Pouco estudado pela historiografia nacional, o Código Criminal de 1830 por muitas vezes é resumido a um documento restrito à sua época e feito às pressas. A pesquisa de Vivian Chieregati, sob orientação da professora do Instituto de Estudos Brasileiros (IEB) da USP, Monica Duarte Dantas, procura desvendar os processos que culminaram na publicação do documento aprovado em 16 de dezembro de 1830.
Com a análise de dez outros códigos, além de projetos de codificação penal, vigentes no ocidente, a mestranda pôde estabelecer que o Código de 1830 acabou por ser elaborado em um momento específico da política nacional. “Podemos resumir como o de um descontentamento crescente com a atuação do imperador D. Pedro I”, explica Vivian, ao apresentar de que formas crimes e penas foram determinados em concordância com esta situação.
A partir da comparação do código brasileiro com outros de países europeus e da América do Norte, a pesquisadora encontrou as matrizes que constituíram o Código de 1830. Vivian conta que, diferentemente do que se supôs por muito tempo, ele distanciava-se do modelo jurídico do código francês de 1810. “Ao longo da elaboração do código brasileiro, foi eliminada por completo a prescrição de pena de morte aos crimes políticos”, ressalta a pesquisadora. “Crimes de que, num futuro próximo, os parlamentares se viam como possíveis autores”. Esta é uma evidência que sustenta a posição tomada pelos parlamentares que participaram do processo de criação do código, que enxergavam a utilização do documento como arma política.
Arquivos perdidos
Apontado como inovador pela banca de defesa, o método de Vivian se destaca em relação a outros estudos recentes.
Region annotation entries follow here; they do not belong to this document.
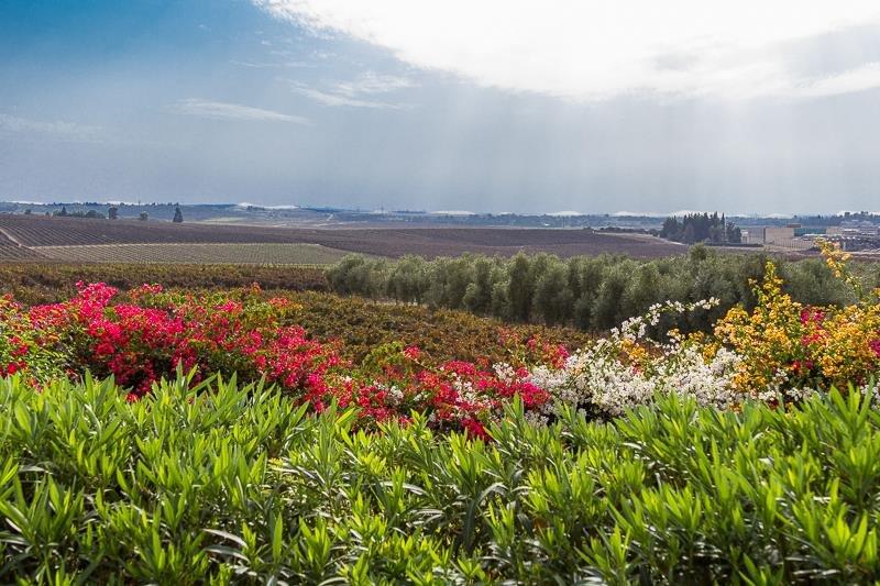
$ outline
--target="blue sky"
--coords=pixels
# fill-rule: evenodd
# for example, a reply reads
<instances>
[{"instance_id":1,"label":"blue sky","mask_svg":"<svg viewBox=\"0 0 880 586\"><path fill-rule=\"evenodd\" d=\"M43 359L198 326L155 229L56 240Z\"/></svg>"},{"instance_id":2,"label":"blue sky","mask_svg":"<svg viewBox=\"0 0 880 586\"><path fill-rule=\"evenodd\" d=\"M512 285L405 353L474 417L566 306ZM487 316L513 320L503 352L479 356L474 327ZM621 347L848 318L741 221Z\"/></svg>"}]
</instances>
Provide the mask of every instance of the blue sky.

A pesquisadora se debruçou em arquivos jurídicos e buscou estabelecer as relações sugeridas pelo trabalho a partir de leituras extras além do material encontrado – um levantamento de documentação inédito acerca do Código Criminal do Império do Brasil.
Monica Dantas, orientadora de Vivian, já havia pesquisado e feito descobertas acerca da elaboração deste código. “Daí o interesse em buscar novos documentos”, diz Vivian. “Pois já sabíamos de antemão que o processo de elaboração deste diploma havia sido mais complexo e interessante do que normalmente se afirmava”.
O processo de pesquisa nos arquivos se iniciou em Brasília. A mestranda passou dez dias pesquisando diretamente nos arquivos públicos da Câmara dos Deputados e do Senado brasileiro. Foi um trabalho que contribuiu para a realização de uma compilação de documentos, além de trazer maior nitidez à pesquisadora sobre o processo de elaboração do código.“Passado algum tempo fiz uma segunda viagem de pesquisa, desta vez ao Rio de Janeiro, onde pesquisei em diversos arquivos”, lembra Vivian.
Foi na Biblioteca Nacional que a pesquisadora conta ter descoberto, depois de muito garimpo, documentos inéditos acerca do código criminal, fundamentais à sua pesquisa: os trabalhos de uma das principais comissões responsáveis pela reelaboração do futuro Código de 1830 e um projeto de código criminal entregue à Câmara dos deputados, em 1827. “Minha orientadora tem uma tese acerca da documentação do Império brasileiro que se comprovou verdadeira: é a de que os documentos existem, basta que nós os procuremos”.
Vivian conta que há documentos descritos nos Anais do Parlamento e que, ainda desconhecidos, precisam ser procurados em arquivos públicos ou particulares. “O trabalho insistente nos arquivos, enfim, provou-se extremamente frutífero e valioso, contribuindo em muito aos resultados que pude alcançar”.